The cost trajectory is the quieter concern beneath the strong quarter. All-in sustaining costs of $1,708 per ounce were better than plan, but mining is an industry of rising costs over time as ore grades decline and the easiest ounces are mined first. If gold prices normalize while costs keep climbing, the margin that produced $1.21 billion of free cash flow compresses quickly. The FCF-yield method, which capitalizes current free cash flow with no growth, lands near $21, far below the price, precisely because it refuses to assume the current cash flow persists. That is the bear anchor: strip out the price rally and the growth assumptions, and the cash the business throws off today supports a much lower value than the methods that extrapolate the cycle.

Valuation

Barrick is valued as a whole company on operating income, the standard frame for a profitable producer. The anchoring inputs are trailing revenue near $17.0 billion, an operating margin near 9.5%, free cash flow near $3.87 billion, a book value per share near $21.04, a return on equity near 19.9%, and net cash near $6.7 billion. The cost of capital is near 8.3%, and the dividend yield is below the threshold that activates the dividend-discount methods.

The methods land mostly above the price. The relative P/E method near 14 times lands at $65, the asset-based methods run from simple excess return near $45 to two-stage near $66, with residual income near $64 and the Graham number near $37. The perpetual-growth DCF lands near $58. The conservative anchor is the FCF-yield method near $21, which capitalizes current free cash flow with no growth and so refuses to extend the price-driven cash surge. The growth-adjusted methods such as PEG and the Ben Graham formula print near $95 to $110 because they extrapolate a very high recent EPS growth rate, which is a commodity-price artifact and should be discounted heavily. The price-to-sales method at $15 is a low outlier reflecting the thin operating margin relative to revenue.

Inverting the price clarifies the bet. At $43.18, the price implies operating income declines about 3% a year, a conservative assumption that explains why the stock trades below most of the grounded methods. The honest characterization is value-supported: asset-based, relative-multiple, and growth-DCF methods all reach or exceed the price, while only the no-growth cash-yield method sits below it. The grounded methods set the value above where it trades; the upside requires the gold price and the production base to hold, while the downside is the commodity reversion the conservative anchor and the negative implied growth already partly reflect.

Catalysts

The dominant near-term catalyst is the gold price itself, since Barrick's earnings move with it far more than with production volume. The Q2 2026 result, due in the summer, will show whether the cost discipline holds and whether the Loulo-Gounkoto ramp-up after the Mali settlement adds the 260,000 to 290,000 attributable ounces management expects this year. Reiterated full-year guidance of 2.90 to 3.25 million ounces of gold and 190,000 to 220,000 tonnes of copper sets the production bar.

The corporate actions are concrete, dated catalysts.
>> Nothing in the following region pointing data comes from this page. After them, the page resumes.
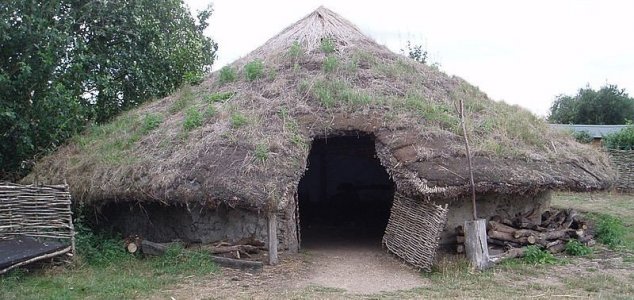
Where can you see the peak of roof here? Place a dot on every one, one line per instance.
(310, 31)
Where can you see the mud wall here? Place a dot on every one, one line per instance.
(191, 224)
(489, 205)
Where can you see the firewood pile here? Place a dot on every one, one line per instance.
(556, 228)
(242, 249)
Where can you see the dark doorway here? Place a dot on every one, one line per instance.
(345, 194)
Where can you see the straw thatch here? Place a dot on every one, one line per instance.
(244, 141)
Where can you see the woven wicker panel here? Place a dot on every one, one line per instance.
(413, 231)
(36, 211)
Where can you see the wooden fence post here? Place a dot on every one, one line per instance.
(475, 243)
(272, 228)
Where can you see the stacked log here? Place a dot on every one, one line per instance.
(555, 229)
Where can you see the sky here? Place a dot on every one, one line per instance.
(521, 52)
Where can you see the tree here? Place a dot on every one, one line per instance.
(609, 105)
(67, 63)
(416, 52)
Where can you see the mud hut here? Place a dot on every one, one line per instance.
(320, 127)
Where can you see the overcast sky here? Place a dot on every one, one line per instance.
(523, 53)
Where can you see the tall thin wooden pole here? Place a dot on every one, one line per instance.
(466, 143)
(272, 232)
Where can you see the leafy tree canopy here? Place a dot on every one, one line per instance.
(67, 63)
(607, 106)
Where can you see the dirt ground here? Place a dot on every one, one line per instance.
(346, 269)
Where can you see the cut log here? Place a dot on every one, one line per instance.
(238, 264)
(505, 244)
(476, 243)
(240, 248)
(571, 215)
(151, 248)
(514, 253)
(505, 236)
(496, 226)
(460, 239)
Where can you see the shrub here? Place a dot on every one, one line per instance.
(220, 96)
(193, 119)
(330, 64)
(193, 77)
(574, 247)
(151, 122)
(238, 120)
(254, 70)
(535, 255)
(227, 74)
(610, 230)
(327, 45)
(623, 139)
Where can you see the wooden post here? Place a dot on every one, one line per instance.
(272, 228)
(475, 243)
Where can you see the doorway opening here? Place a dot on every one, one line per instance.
(346, 194)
The $3 billion share buyback is active and explicitly framed as management buying value ahead of the planned spinoff of North American Barrick, targeted for completion by year end. That spinoff is the largest structural event on the calendar: it would separate lower-risk North American assets and could re-rate the pieces, while carrying execution risk as a large restructuring. Progress on growth projects, including the Lumwana copper expansion and the 4 Mile project, adds longer-term volume optionality.

Analyst sentiment is strongly positive. The consensus rating is a Strong Buy across the covering analysts, with an average twelve-month target near $52 against a current price near $43. The principal swing factors behind that target are the path of gold and copper prices, the smooth execution of the North American spinoff, and continued stability in the jurisdictions where Barrick operates after the Mali resolution.

Peer Cohorts (Per Segment, With Filing Citations)

Core business (reported)

Methodology Note

Fundamentals sourced from SEC EDGAR filings. Current price from Databento. The priced-in inversion and valuation x-ray are computed by the boothcheck engine; narrative composed by AI from the structured data.